Tawakal di sini bukan hanya tampak pada aktivitas ibadah mahdhah, melainkan harus mampu melahirkan mindfullness (pikiran yang melahirkan keyakinan) pada setiap anggota keluarga bahwa Allah akan selalu memberikan jalan atas setiap masalah yang dihadapinya termasuk urusan rezeki. Karena didorong sikap tawakal maka seorang Mukmin, ketika mendapatkan rezeki melalui jalan dia bekerja, ia makin bersyukur kepada Allah SWT. Demikian pula, jika suatu saat ia hanya mendapatkan rezeki sedikit, ia pun bersabar tanpa keluh-kesah karena yakin segitulah pemberian Allah SWT. Namun, hal ini tidak menyurutkan semangatnya untuk senantiasa berupaya bekerja giat dan mencari cara-cara yang lebih jitu sebagai jalan diberikannya rezeki oleh Allah. Demikian pula pada saat sulit, ia tidak takut tidak mendapat rezeki. Allah Maha Pengasih, insya Allah, Allah akan memberikan rezeki lewat jalan yang Dia kehendaki.

 

Keimanan yang Melahirkan Kesadaran Politik

Selain mewujudkan tawakal pada tataran individu, keimanan harus mampu membangun lingkungan yang melahirkan kesadaran politik. Persoalan perang dagang hari ini bukan lagi masalah individual namun lahir karena hegemoni AS yang mengusung kapitalisme. Liberalisasi perdagangan adalah strategi kapitalisme untuk menjebak Dunia Islam bahkan internasional. Akibatnya, Dunia Islam bergantung dengan kebijakan AS dan berhasil melakukan penjajahan gaya baru. Ekonomi Kapitalisme yang sepaket dengan sistem demokrasi telah menjauhkan Dunia Islam dari sistem Islam kâffah. Akibatnya, umat Islam hidup dengan kondisi ketidakpastian (permacrisis) atau dalam ayat disebutkan kehidupan yang sempit. Siapa saja yang berpaling dari peringatan-Ku, sesungguhnya bagi dia penghidupan yang sempit (TQS Thaha [20]: 124).

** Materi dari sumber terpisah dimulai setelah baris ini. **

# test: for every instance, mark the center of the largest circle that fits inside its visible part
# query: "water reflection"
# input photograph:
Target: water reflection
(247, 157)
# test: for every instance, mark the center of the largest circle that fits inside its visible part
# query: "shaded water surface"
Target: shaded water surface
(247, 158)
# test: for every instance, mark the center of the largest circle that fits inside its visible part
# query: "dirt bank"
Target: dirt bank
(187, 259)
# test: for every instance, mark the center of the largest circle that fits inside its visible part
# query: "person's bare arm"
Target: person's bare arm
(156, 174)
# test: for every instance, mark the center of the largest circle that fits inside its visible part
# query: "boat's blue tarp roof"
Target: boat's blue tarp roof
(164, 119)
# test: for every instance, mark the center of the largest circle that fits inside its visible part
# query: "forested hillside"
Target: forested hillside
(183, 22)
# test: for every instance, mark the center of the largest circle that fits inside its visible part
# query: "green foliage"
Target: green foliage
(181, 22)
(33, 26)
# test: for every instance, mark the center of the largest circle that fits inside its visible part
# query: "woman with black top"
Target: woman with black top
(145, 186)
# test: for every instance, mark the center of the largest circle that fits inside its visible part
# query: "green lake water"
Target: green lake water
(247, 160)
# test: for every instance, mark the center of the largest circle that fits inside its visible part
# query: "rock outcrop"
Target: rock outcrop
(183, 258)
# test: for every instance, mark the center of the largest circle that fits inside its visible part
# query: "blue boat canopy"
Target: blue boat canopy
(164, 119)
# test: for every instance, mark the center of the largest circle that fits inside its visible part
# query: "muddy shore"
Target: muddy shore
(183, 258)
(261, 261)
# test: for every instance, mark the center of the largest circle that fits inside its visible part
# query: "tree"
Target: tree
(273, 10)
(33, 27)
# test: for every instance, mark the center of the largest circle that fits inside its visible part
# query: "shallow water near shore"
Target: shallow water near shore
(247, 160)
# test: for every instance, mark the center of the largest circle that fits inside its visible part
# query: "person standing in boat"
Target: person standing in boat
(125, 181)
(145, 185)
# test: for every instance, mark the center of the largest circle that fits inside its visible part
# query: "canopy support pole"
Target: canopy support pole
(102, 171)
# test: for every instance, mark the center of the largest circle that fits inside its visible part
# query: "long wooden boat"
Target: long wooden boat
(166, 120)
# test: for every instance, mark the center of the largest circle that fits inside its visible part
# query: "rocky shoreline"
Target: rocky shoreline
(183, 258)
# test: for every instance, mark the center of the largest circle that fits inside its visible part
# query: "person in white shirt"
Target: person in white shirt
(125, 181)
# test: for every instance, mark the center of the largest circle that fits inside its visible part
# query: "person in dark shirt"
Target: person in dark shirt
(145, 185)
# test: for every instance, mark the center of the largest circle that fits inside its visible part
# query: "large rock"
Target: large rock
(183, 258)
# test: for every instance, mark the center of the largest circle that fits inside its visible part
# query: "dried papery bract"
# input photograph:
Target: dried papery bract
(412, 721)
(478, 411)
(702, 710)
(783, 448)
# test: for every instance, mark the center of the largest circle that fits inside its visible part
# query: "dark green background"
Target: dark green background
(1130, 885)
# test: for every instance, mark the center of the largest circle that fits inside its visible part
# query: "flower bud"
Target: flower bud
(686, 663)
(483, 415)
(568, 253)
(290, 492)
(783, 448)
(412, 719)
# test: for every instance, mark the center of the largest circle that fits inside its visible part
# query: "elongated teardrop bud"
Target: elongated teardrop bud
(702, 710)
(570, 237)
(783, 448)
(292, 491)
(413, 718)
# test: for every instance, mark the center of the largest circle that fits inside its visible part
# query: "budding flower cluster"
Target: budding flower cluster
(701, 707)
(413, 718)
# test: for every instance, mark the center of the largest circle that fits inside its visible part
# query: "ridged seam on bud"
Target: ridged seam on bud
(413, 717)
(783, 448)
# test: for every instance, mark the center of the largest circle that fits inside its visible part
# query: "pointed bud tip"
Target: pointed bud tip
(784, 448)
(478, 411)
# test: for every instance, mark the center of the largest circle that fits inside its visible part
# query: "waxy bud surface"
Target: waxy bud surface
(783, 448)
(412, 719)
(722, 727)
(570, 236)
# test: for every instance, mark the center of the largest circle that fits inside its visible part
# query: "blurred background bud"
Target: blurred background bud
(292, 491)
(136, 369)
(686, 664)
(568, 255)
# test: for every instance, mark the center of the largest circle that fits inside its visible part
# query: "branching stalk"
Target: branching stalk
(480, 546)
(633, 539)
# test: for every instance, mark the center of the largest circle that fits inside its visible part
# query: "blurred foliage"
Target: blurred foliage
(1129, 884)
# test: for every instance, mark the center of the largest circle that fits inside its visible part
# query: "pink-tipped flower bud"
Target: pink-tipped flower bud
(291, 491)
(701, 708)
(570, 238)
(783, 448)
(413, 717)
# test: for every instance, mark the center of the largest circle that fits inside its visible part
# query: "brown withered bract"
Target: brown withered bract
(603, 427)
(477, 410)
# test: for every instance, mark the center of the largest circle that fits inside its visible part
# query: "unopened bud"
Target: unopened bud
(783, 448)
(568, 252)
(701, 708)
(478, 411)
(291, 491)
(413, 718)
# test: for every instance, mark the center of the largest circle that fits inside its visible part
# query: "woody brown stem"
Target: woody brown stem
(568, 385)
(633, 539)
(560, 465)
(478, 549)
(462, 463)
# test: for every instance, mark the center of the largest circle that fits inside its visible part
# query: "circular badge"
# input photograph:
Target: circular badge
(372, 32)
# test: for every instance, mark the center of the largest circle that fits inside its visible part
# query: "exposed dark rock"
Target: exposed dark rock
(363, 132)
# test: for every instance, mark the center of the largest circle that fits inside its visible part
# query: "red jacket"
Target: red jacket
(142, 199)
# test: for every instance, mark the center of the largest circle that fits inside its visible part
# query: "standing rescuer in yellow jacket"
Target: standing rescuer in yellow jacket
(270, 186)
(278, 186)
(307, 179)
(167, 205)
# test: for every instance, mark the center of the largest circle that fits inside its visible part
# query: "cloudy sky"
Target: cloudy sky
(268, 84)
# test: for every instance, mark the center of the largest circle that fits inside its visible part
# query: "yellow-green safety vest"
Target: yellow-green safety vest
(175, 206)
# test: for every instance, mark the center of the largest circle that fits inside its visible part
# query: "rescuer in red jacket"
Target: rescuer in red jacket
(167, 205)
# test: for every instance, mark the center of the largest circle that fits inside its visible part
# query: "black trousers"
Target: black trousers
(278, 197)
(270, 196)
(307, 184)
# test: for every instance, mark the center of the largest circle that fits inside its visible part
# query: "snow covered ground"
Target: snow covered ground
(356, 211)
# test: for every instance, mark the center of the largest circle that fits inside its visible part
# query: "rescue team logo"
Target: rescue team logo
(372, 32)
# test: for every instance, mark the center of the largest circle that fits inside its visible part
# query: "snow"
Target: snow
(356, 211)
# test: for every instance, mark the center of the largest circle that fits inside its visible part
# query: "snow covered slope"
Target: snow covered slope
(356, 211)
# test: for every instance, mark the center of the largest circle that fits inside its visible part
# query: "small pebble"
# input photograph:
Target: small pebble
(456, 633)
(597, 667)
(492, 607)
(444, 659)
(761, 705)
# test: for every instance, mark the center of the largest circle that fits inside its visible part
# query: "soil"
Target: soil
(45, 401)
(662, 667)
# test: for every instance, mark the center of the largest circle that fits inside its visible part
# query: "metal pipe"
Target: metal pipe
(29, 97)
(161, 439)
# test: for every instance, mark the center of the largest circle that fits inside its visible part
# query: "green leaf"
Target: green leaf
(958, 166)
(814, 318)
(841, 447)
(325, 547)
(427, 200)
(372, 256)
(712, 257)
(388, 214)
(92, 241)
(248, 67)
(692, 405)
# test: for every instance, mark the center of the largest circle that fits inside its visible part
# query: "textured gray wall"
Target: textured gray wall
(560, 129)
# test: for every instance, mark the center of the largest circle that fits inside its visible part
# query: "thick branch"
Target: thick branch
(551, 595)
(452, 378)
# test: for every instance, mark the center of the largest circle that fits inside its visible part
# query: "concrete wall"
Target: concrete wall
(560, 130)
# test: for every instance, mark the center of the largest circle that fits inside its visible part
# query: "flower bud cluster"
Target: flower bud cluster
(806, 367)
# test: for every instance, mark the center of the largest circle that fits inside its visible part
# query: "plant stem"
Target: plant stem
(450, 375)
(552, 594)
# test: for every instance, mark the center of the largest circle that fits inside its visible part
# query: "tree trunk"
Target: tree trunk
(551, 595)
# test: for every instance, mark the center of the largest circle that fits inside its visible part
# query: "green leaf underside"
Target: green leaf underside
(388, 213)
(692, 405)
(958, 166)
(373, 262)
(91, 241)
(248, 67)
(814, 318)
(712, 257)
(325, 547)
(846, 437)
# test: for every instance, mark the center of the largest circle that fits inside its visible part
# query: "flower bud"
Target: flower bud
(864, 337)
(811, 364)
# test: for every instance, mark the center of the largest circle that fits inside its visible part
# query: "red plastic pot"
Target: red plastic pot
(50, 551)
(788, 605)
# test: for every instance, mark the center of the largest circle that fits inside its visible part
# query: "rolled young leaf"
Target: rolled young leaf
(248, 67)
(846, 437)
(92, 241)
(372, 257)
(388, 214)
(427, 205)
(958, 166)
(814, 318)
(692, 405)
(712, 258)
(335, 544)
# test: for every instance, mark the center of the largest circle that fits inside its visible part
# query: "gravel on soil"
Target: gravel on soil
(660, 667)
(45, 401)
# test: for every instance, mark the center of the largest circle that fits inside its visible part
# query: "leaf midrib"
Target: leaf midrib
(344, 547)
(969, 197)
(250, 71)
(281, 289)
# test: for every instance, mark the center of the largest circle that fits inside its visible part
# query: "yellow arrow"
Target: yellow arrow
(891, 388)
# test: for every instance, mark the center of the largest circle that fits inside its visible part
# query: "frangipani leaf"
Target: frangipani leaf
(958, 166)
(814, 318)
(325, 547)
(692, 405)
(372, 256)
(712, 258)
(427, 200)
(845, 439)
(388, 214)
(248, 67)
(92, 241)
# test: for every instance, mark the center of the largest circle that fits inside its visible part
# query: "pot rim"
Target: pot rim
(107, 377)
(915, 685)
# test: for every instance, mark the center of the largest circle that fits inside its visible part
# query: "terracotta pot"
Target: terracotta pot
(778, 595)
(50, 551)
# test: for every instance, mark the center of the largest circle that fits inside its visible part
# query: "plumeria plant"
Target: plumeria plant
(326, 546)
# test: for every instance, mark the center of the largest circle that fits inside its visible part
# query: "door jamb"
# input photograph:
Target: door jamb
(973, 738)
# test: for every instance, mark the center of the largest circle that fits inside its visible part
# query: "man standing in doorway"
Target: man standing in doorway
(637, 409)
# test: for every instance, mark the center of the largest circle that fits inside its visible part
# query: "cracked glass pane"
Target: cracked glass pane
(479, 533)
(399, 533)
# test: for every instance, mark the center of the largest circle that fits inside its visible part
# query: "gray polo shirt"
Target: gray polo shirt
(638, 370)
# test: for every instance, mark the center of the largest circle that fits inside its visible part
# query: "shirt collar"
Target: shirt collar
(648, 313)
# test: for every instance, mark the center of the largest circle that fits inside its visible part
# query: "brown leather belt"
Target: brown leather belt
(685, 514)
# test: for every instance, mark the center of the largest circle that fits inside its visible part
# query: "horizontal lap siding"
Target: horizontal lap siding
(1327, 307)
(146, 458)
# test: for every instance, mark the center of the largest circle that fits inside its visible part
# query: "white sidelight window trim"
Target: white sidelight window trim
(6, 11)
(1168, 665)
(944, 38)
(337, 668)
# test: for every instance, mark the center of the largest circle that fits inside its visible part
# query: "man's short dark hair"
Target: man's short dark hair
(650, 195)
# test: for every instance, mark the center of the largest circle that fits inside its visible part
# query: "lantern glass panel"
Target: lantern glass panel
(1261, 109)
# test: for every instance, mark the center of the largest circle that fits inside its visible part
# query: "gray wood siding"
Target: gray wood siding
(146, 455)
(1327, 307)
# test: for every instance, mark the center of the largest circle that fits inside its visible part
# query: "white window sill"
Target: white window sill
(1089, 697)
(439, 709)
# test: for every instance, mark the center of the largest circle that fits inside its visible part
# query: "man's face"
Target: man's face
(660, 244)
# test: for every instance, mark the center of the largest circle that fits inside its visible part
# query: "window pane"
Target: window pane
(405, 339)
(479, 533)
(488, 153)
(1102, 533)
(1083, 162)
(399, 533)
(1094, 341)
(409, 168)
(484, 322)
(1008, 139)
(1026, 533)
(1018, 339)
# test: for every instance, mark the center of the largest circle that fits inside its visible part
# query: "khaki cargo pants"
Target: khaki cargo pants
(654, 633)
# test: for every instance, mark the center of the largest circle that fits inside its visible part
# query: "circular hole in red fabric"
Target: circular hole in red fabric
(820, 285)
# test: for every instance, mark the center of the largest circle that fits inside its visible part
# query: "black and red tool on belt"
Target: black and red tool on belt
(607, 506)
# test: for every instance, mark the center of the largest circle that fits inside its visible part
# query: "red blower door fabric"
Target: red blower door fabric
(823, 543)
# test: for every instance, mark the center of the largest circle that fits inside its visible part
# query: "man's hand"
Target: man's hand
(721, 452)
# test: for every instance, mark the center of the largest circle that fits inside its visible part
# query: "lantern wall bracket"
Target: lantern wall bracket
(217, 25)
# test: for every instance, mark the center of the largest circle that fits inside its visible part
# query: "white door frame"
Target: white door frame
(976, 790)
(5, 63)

Keimanan harus mampu melahirkan kesadaran politik, yakni sadar bahwa kehidupan sempit hari ini akibat kelalaian umat Islam yang mencampakkan aturan Allah secara kâffah. Oleh karena itu dibutuhkan taubatan massal dan hijrah menuju sistem Islam kâffah.

Amirul Mukminin Umar bin al-Khaththab ra. telah memberikan teladan dalam menghadapi krisis. Pada masa beliau menjadi khalifah telah terjadi masa paceklik di Jazirah Arab. Sebagai khalifah, Umar membuat kebijakan konkret mengatasi krisis tersebut. Di antaranya meminta Wali Mesir ‘Amr bin Ash agar mengirimkan bantuan makanan.

Namun, sebagai pemimpin beliau juga menasihati seluruh rakyat untuk bertobat minta ampunan. Beliau mengajak kaum Muslim melakukan muhaasabah. Barangkali musibah ini terjadi karena doa rakyat yang terzalimi atau dosa dirinya sebagai penguasa. Beliau mengajak rakyat untuk tunduk kembali pada Allah dan yakin bahwa Allah akan memberikan jalan bagi kaum Muslim.

Dari kisah ini kita bisa melihat bahwa keimanan juga melahirkan dimensi politik baik bagi rakyat maupun penguasa.

 

Keimanan yang Melahirkan Cita-cita dan Perjuangan Mewujudkan Tatanan Global Islam

“Rabbanâ hablanâ min azwaajinâ wa dzurriyâtinâ qurrata a’yun, waj’alnâ lil muttaqîna imâma (Duhai Tuhan kami, karuniakanlah untuk kami dari istri-istri dan anak keturunan kami sebagai penyejuk mata, dan jadikanlah kami pemimpin atas kaum yang bertakwa.” (TQS al-Furqan [25]: 74).

Doa yang selalu dibacakan oleh keluarga Muslim ini sesungguhnya memiliki dimensi cita-cita politik yang bersifat global yaitu menjadi imam al-muttaqiin. Doa ini tidak bisa dilepaskan dari konteks peradaban Islam atau Islam sebagai tatanan dunia.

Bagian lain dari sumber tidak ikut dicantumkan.